At this point an African gentleman approached us. His thick-framed spectacles gave him the look of a professor, marking him out from the other villagers.

'Good evening my friends, you are most welcome to Ghana. May I invite you to my house, to share my hospitality.'

We followed him several hundred metres out of town, until we reached a brightly lit house. The entrance was up a tiled staircase and through a porch, leading to a spacious lounge room. His house, with its fluorescent globes blazing, was in sharp contrast to the darkness outside. We were amazed – this was 1973 and no one in rural Ghana had electricity. This gentleman must be a person of some wealth and status, to have his own generator.

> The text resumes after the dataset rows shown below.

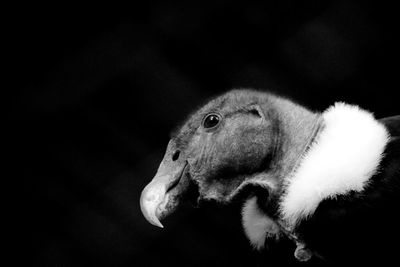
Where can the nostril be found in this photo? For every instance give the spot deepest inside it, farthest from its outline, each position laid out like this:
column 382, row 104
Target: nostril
column 175, row 156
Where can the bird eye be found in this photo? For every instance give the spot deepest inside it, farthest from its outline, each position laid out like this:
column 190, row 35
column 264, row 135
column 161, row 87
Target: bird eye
column 211, row 120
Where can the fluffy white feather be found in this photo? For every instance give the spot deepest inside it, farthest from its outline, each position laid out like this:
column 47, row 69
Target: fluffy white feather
column 345, row 155
column 256, row 224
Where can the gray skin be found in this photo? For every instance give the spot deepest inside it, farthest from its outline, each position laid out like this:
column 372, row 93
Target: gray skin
column 256, row 144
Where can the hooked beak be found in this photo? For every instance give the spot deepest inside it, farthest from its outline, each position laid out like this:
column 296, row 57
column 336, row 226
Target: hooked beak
column 161, row 196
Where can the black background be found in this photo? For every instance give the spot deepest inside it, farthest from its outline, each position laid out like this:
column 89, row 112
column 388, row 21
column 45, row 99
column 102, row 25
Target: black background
column 94, row 92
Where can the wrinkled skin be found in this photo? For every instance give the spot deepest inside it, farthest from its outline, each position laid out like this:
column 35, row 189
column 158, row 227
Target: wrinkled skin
column 220, row 162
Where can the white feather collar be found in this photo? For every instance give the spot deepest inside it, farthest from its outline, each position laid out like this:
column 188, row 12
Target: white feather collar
column 343, row 157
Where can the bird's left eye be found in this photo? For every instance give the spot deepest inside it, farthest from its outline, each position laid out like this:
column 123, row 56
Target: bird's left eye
column 211, row 121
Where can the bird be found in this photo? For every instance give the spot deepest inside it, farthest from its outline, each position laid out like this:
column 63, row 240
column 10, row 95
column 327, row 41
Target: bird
column 328, row 181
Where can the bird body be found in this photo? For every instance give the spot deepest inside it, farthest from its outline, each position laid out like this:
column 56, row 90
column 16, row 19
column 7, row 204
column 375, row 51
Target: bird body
column 328, row 181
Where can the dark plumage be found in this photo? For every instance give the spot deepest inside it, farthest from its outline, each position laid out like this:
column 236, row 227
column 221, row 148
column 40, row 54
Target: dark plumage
column 274, row 156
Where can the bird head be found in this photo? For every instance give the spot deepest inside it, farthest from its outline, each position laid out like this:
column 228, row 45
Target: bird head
column 228, row 149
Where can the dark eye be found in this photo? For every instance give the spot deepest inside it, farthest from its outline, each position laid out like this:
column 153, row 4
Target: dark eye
column 211, row 120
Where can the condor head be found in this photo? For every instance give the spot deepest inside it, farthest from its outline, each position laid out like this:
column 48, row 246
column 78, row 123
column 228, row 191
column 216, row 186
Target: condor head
column 227, row 150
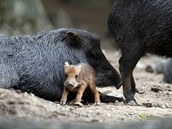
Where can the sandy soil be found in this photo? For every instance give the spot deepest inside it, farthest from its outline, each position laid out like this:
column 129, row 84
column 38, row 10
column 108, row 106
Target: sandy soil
column 156, row 102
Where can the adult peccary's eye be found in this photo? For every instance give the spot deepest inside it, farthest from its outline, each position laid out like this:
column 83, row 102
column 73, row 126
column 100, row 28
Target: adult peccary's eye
column 76, row 76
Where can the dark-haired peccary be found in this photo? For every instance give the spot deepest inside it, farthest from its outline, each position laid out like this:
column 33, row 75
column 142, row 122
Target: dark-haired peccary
column 140, row 27
column 35, row 63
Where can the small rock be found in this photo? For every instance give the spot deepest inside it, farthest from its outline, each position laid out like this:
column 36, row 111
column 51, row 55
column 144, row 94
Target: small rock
column 148, row 105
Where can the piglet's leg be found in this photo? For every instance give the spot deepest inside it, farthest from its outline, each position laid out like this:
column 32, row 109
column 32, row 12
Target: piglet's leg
column 96, row 93
column 79, row 95
column 64, row 97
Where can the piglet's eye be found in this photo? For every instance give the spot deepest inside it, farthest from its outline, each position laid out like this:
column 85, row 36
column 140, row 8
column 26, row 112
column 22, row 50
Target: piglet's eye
column 76, row 76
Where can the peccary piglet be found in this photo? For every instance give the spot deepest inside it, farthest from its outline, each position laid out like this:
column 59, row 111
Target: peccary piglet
column 78, row 78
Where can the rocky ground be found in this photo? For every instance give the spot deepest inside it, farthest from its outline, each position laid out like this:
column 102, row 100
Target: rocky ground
column 156, row 102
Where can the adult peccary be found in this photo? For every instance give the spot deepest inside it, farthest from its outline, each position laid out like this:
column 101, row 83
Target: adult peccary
column 140, row 27
column 35, row 63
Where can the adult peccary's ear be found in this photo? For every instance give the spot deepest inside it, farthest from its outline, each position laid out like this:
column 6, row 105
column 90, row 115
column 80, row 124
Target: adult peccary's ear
column 73, row 38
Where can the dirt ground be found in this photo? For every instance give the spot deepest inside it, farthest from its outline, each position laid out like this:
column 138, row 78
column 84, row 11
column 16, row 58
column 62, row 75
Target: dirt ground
column 156, row 101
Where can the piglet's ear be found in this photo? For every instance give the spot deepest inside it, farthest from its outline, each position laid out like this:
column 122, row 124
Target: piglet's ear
column 66, row 64
column 73, row 38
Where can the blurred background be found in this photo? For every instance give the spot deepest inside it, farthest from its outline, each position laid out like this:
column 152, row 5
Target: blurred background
column 30, row 16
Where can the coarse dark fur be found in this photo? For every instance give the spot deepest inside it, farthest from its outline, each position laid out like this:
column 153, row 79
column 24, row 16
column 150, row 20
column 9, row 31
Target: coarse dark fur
column 34, row 63
column 138, row 27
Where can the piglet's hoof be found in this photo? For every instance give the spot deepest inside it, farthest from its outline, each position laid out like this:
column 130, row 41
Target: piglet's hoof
column 132, row 103
column 78, row 104
column 97, row 104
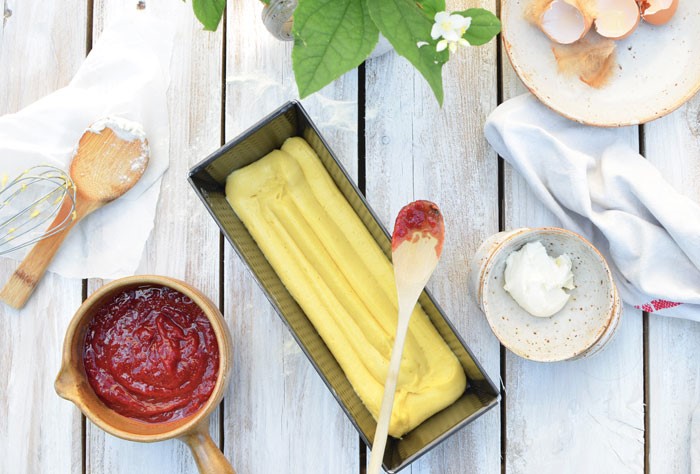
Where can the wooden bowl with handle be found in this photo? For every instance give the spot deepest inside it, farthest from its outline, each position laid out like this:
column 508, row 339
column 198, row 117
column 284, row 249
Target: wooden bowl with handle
column 72, row 383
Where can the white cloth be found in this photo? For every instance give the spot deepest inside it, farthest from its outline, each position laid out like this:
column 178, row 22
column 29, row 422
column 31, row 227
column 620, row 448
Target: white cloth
column 601, row 188
column 126, row 74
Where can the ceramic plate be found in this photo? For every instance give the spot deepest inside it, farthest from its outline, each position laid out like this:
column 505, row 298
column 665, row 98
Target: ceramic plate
column 659, row 69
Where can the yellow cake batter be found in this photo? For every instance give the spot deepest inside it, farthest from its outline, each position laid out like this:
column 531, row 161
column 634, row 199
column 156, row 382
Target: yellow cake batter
column 342, row 280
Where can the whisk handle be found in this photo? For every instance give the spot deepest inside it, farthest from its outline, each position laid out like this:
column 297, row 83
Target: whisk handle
column 26, row 277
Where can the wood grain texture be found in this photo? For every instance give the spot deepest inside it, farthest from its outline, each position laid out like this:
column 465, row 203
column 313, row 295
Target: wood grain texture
column 185, row 241
column 584, row 416
column 415, row 150
column 39, row 432
column 279, row 416
column 673, row 146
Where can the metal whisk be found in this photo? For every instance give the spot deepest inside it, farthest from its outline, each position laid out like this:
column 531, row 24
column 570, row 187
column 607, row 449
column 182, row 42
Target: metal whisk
column 38, row 203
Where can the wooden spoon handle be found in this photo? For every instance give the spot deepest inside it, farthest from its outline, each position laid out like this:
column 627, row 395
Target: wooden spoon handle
column 24, row 280
column 209, row 459
column 382, row 431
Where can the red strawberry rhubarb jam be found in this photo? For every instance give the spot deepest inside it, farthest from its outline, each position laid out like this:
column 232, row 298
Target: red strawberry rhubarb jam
column 421, row 217
column 151, row 354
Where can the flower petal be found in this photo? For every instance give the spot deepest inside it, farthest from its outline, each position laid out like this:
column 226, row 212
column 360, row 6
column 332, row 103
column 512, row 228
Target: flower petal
column 441, row 16
column 436, row 32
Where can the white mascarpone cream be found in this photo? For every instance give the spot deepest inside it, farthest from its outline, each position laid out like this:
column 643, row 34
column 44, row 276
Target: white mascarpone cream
column 536, row 281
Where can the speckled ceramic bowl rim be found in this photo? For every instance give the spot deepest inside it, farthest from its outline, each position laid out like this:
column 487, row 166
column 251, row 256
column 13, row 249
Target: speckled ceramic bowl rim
column 607, row 328
column 542, row 98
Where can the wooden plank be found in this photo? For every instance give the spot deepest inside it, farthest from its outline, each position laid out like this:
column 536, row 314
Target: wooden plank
column 581, row 416
column 185, row 242
column 673, row 145
column 39, row 432
column 416, row 150
column 279, row 416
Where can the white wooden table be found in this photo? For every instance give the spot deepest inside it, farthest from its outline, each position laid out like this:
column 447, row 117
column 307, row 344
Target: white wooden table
column 625, row 411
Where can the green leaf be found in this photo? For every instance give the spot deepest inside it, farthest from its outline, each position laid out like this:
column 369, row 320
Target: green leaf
column 331, row 37
column 431, row 7
column 405, row 24
column 209, row 12
column 485, row 25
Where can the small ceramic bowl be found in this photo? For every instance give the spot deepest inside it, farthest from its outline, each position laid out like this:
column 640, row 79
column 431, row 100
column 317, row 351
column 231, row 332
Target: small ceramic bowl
column 72, row 383
column 582, row 328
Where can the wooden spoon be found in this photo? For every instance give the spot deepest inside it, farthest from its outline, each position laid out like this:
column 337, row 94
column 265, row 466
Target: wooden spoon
column 416, row 245
column 109, row 161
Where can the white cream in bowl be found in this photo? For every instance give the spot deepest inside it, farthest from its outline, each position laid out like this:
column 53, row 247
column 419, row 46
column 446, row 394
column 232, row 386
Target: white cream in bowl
column 536, row 281
column 582, row 327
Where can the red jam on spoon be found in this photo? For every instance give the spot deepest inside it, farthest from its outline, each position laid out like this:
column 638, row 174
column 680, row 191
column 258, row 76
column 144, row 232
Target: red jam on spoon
column 419, row 219
column 151, row 354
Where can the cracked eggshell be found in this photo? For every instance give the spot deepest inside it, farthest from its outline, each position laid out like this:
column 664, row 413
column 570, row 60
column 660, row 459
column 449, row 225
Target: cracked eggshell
column 616, row 19
column 565, row 21
column 658, row 12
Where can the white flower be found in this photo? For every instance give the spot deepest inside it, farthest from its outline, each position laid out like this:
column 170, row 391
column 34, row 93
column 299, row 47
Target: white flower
column 450, row 28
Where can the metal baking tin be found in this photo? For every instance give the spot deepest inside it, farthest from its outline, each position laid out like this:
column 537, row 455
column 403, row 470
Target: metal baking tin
column 208, row 179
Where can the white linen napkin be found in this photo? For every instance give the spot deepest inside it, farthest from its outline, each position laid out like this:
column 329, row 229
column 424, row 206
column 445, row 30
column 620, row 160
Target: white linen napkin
column 126, row 75
column 601, row 188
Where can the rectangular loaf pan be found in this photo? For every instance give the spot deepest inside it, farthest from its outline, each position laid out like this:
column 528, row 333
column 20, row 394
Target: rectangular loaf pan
column 208, row 180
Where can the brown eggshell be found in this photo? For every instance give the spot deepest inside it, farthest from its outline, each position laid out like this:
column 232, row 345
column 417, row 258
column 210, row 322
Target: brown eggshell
column 546, row 21
column 622, row 34
column 659, row 17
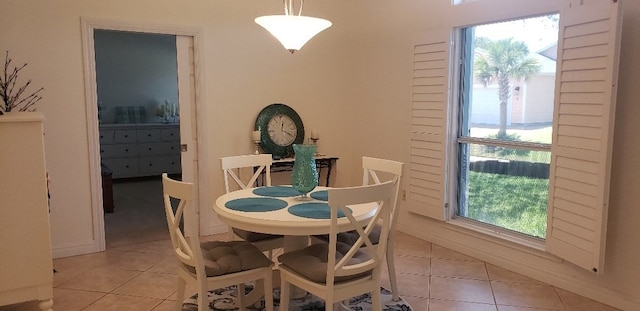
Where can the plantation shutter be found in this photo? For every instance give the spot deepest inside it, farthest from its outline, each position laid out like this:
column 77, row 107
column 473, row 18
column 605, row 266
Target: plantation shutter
column 583, row 128
column 427, row 176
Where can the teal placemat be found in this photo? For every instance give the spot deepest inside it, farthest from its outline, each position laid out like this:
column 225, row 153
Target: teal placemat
column 313, row 210
column 322, row 195
column 276, row 191
column 256, row 204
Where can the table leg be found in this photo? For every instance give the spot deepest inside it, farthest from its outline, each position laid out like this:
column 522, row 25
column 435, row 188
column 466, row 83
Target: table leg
column 292, row 243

His wife brought us cake and cordial while we made ourselves comfortable on their vinyl upholstered chairs. After a few moments of polite chat the gentleman went to his book case and retrieved a small black book.

'Do you know this book?' He held the book with reverence, opening the front cover.

'It is called "The Axioms of Kwame Nkrumah". We known it as "the little black book". It contains words of wisdom from our former leader.'

He gestured to a framed black and white photo on the wall showing a distinguished Nkrumah wearing the traditional Ghanaian Kente cloth robe, draped across his shoulder. We nodded and politely sipped the sweet cordial. After a suitable interval of exchanging pleasantries, we thanked him and took our leave.

The following day I left Dixcove and continued travelling along the coast of Ghana to the capital Accra. I never discovered the identify of our mysterious African gentleman, but he had planted a seed, prompting me to find out more about his hero Nkrumah. Kwame Nkrumah was Ghana's first Prime Minister after the country gained independence from Britain. He was a freedom fighter who had a grand vision for a pan-African future, free from the bonds of colonialism and tribalism. In 1966, while on a state visit to North Vietnam, Nkrumah was overthrown in a coup. At that time his government was aligned with the Eastern Bloc. After Nkrumah's overthrow, Ghana shifted to align itself with the West. Kwame Nkrumah never returned to Ghana and spent his last years in exile, where he wrote his little black book. Much later it was claimed that the American CIA were behind the coup to overthrow him.

What had started out that night in Dixcove as a quest for an African cultural experience, lead to something much more, giving me an insight into Ghana's tortured history and politics. Today Nkrumah is revered in Ghana and in the year 2000 he was described by the BBC World Service an "International symbol of freedom as the leader of the first black African country to shake off the chains of colonial rule". Now, I am left wondering about western interference in Africa and whether colonialism has really ended.